[Australia Twice Traversed The Romance of Exploration by Ernest Giles]@TWC D-Link bookAustralia Twice Traversed The Romance of Exploration INTRODUCTION 23/50
My belief is that the only cause to be assigned for their destruction is summed up in the dread word "flood." They were so far traced into the valley of the Cooper; this creek, which has a very lengthy course, ends in Lake Eyre, one of the salt depressions which baffled that explorer.
A point on the southern shore is now known as Eyre's Lookout. The Cooper is known in times of flood to reach a width of between forty and fifty miles, the whole valley being inundated.

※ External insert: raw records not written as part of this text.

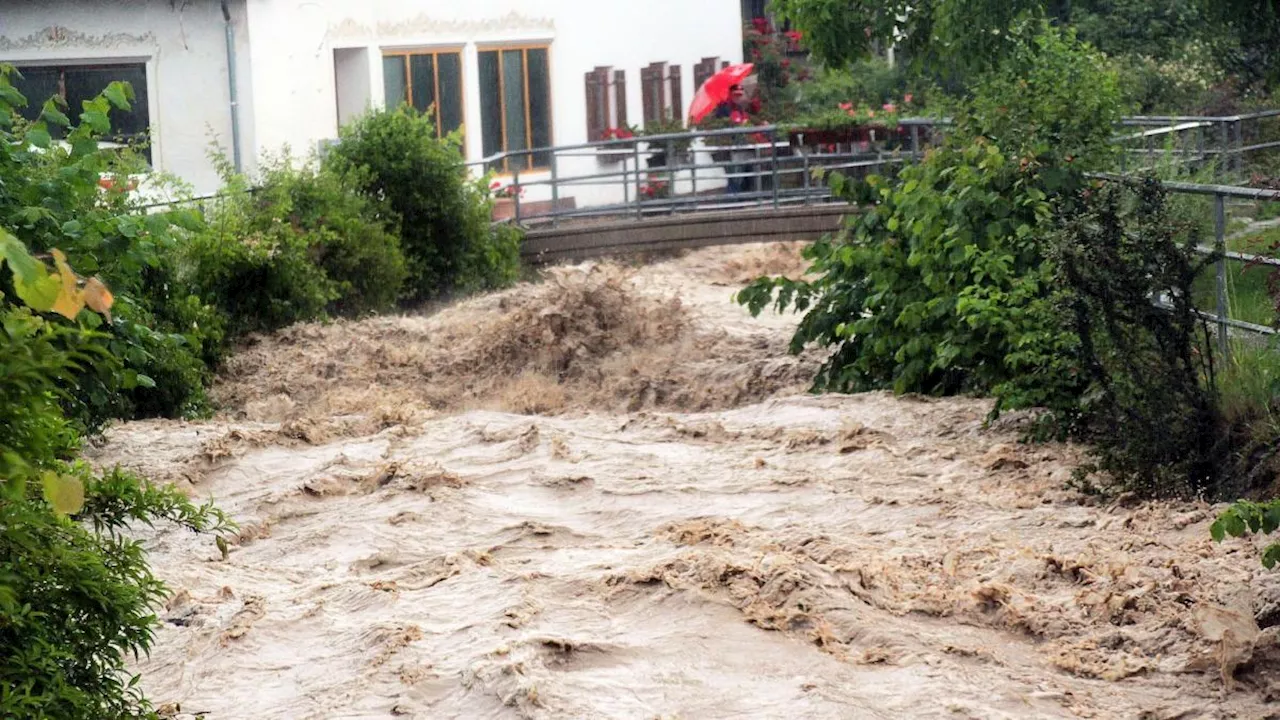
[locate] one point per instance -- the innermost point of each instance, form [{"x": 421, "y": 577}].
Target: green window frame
[
  {"x": 428, "y": 81},
  {"x": 516, "y": 105}
]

Floods may surround a traveller while not a drop of local rain may fall, and had the members of this expedition perished in any other way, some remains of iron pack-saddle frames, horns, bones, skulls, firearms, and other articles must have been found by the native inhabitants who occupied the region, and would long ago have been pointed out by the aborigines to the next comers who invaded their territories.
The length of time that animals' bones might remain intact in the open air in Australia is exemplified by the fact that in 1870, John Forrest found the skull of a horse in one of Eyre's camps on the cliffs of the south coast thirty years after it was left there by Eyre.
Forrest carried the skull to Adelaide.